What would actually help?
Goodman said the best support would come in the form of funding to help find domestic alternatives for materials and packaging.
“There’s all of these little bits that are going to increase or decrease the margin slowly,” she said. “Government funding to explore domestic solutions is something that would be immediately helpful.”
Sang said that funding may be coming — but companies will need to act fast. “This year, we’ve noticed a big boost in both B.C. and Alberta […] where they’re putting billions of dollars in what we call contingency funds,” she said. “If you miss it, you miss it.”
She also flagged new Exsport Development Canada and CanExport rules that could change how companies approach international growth. “It’s interesting,” she said. “They said, if you go to the U.S., you can only go to the U.S. If you go outside of the U.S., you can only go outside of the U.S. You can’t have a blended application.”
Böck stressed that while grants are useful, they’re not a foundation. “It's not all about the grants,” he said. “It's about how sustainable is the business model in itself, past a short-term intervention.”
Staying grounded
As the conversation wound down, Ippel asked the panelists how they were staying sane through the uncertainty.
“For me, my mental health — my ability to run a company that is growing — it’s being able to disconnect and go outside,” said Goodman. “We could be worrying about all this stuff all day, every day, but it’s not everything.”
Sang turns to Mahjong, as well as her community. “They’re all female entrepreneurs. We’ll talk a little bit of shop, a little bit of family, a little bit of partners and spouses and kids,” she said. “Business is important.
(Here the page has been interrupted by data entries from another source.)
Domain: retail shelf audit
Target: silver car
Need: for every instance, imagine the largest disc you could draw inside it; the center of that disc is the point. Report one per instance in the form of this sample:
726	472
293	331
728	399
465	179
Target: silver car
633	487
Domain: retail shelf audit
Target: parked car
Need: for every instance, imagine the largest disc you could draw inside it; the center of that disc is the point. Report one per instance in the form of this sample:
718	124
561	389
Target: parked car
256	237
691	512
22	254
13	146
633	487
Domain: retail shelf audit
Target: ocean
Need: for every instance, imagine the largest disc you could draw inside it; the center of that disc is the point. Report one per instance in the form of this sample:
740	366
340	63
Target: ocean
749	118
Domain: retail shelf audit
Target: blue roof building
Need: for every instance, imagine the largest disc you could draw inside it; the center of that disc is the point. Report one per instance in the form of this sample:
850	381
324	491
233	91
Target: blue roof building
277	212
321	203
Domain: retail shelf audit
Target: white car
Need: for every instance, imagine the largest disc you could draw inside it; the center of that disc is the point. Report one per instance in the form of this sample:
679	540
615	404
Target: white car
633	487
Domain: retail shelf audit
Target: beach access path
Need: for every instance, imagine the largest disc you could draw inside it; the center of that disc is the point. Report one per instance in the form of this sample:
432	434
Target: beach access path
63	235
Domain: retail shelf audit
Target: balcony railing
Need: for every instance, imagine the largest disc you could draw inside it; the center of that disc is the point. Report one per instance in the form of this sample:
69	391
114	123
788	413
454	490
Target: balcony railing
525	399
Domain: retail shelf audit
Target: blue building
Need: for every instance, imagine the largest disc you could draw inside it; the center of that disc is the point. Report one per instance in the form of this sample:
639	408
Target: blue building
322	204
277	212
It’s not all of what it is that we do.”
Böck shared the simplest answer of all. “I have a pretty good team, and I think the dog is the only one that still laughs at my dad jokes,” he said. “That’s all I need right now.”
Even in the midst of trade tensions, rising costs, and shifting regulations, Vancouver’s entrepreneurs are continuing to build. And they’re doing it the way they always have — by starting local, scaling smart, and leaning on the community to carry the weight.